Sebagai contoh, data hasil wawancara perlu didukung dengan adanya rekaman
wawancara.
6.
Mengadakan
Member Check
Member check adalah proses
pengecekan data yang diperoleh peneliti kepada pemberi data. Tujuan member
check adalah untuk mengetahui seberapa jauh data yang diperoleh sesuai
dengan apa yang diberikan oleh pemberi data. Agar informasi yang diperoleh dan
akan digunakan dalam penulisan laporan sesuai dengan apa yang dimaksud sumber
data atau informan.
Pelaksanaan member check dapat dilakukan
setelah satu periode pengumpulan data selesai, atau setelah mendapat suatu
temuan atau kesimpulan. Caranya dapat dilakukan secara individual, dengan cara
peneliti datang ke pemberi data, atau melalui forum kelompok.

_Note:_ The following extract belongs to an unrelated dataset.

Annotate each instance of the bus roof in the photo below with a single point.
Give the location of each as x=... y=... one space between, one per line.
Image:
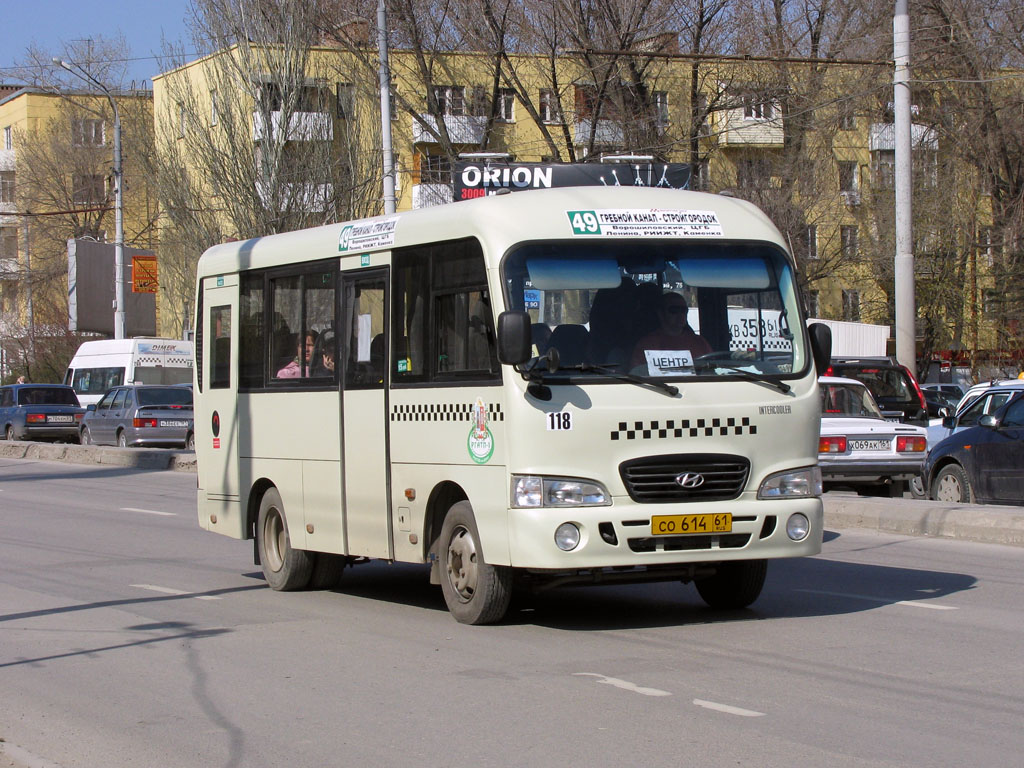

Peneliti kualitatif biasanya tidak menggunakan kata
bias dalam penelitian; mereka akan mengatakan bahwa semua peneliti
adalah interpretif dan bahwa peneliti harus menjadi reflektif diri mengenai
perannya dalam penelitian, bagaimana dia menginterprestasikan temuan, dan
sejarah personal dan politiknya yang membangun interprestasinya. Dengan
demikian, akurasi dan kredibilitas temuan adalah sangat penting. Terdapat
berbagai istilah yang digunakan peneliti kualitatif untuk mendiskripsikan
akurasi dan kredibilitas ini (misalnya authenticity dan trustwortiness),
dan strategi yang digunakan untuk validasi perhitungan
kualitatif bervariasi dalam jumlah. Perhatian kita disini pada tiga
bentuk yang biasa digunakan oleh peneliti kualitatif: triangulation, member
checking, dan auditing.
- Uji Transferability (validitas eksternal)
Transferability merupakan
validitas eksternal dalam penelitian kualitatif. Validitas eksternal
menunjukkan derajat ketepatan atau dapat diterapkannya hasil penelitian kepada
populasi tempat sampel penelitian diperoleh. Nilai transfer ini berkenaan
dengan pertanyaan sejauh mana hasil penelitian dapat digunakan dalam situasi
yang lain. Bagi peneliti naturalistik, nilai transfer bergantung kepada
pemakai.
Kriteria transferabiliti merujuk pada tingkat
kemampuan hasil penelitian kualitatif dapat digeneralisasikan atau
ditransfer. Penelitian kualitatif dapat meningkatkan transferabilitas dengan
melakukan suatu pekerjaan mendiskripsikan konteks penelitian dan asumsi-asumsi
yang menjadi sentral pada penelitian tersebut.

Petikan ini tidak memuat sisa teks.